But also what I see a lot is SDR teams using AI in the wrong way. Instead of using insights to do cold calling or to really spend time personalizing a LinkedIn message, what they do is just send the same email to more people. Do you see that as well, Dave?
I did see that a lot at the start when ChatGPT started really coming into fashion. I think now it's less. But the knock-on effect is now email open rates and reply rates have cratered because prospects just got a flood of really bad generic AI-generated emails. This is where it's really critical that human-to-human piece is so important. I think it's better now.

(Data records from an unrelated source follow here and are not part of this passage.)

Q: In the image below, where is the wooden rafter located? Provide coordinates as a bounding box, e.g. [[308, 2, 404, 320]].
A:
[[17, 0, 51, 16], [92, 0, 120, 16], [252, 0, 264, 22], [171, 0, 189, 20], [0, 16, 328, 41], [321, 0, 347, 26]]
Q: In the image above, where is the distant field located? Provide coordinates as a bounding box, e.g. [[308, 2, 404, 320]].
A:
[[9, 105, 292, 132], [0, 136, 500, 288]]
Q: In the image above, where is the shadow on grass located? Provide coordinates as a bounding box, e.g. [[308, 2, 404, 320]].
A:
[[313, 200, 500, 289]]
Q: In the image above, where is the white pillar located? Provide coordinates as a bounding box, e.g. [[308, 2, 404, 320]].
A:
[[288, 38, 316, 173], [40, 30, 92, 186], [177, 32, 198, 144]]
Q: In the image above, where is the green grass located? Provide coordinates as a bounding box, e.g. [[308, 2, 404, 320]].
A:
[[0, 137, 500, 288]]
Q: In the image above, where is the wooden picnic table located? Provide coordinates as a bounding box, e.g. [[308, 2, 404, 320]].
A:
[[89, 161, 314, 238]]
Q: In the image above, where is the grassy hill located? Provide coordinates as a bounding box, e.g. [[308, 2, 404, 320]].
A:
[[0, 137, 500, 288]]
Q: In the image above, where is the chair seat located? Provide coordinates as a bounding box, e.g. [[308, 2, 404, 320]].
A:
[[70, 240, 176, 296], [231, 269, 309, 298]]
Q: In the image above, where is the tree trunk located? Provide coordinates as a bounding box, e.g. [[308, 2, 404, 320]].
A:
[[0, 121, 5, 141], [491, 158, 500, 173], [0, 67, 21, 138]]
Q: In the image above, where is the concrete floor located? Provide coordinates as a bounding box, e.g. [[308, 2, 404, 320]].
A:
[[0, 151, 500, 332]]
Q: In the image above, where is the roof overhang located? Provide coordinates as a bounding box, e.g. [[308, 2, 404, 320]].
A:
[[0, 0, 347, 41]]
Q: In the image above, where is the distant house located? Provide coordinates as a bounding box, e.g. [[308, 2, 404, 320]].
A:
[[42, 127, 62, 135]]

Let's hope so. I really try to tell my BDRs, please personalize and use AI to help you as well, to give you insights and perspectives. That's what AI is there for. It's a huge luxury that I didn't have at the time. All right, let's go to building a shared signal taxonomy. Josh, what is that and why is that so important to create alignment?
Signal taxonomy can sound like you're trying to make something more complex than it actually is. Ultimately it's about how there's a mutual agreement: if we see this particular signal and we see these actions being taken by the accounts we're focused on, this is what we want to happen in terms of how the marketer is going to use that information and package it up, but also how the salesperson is going to act on it.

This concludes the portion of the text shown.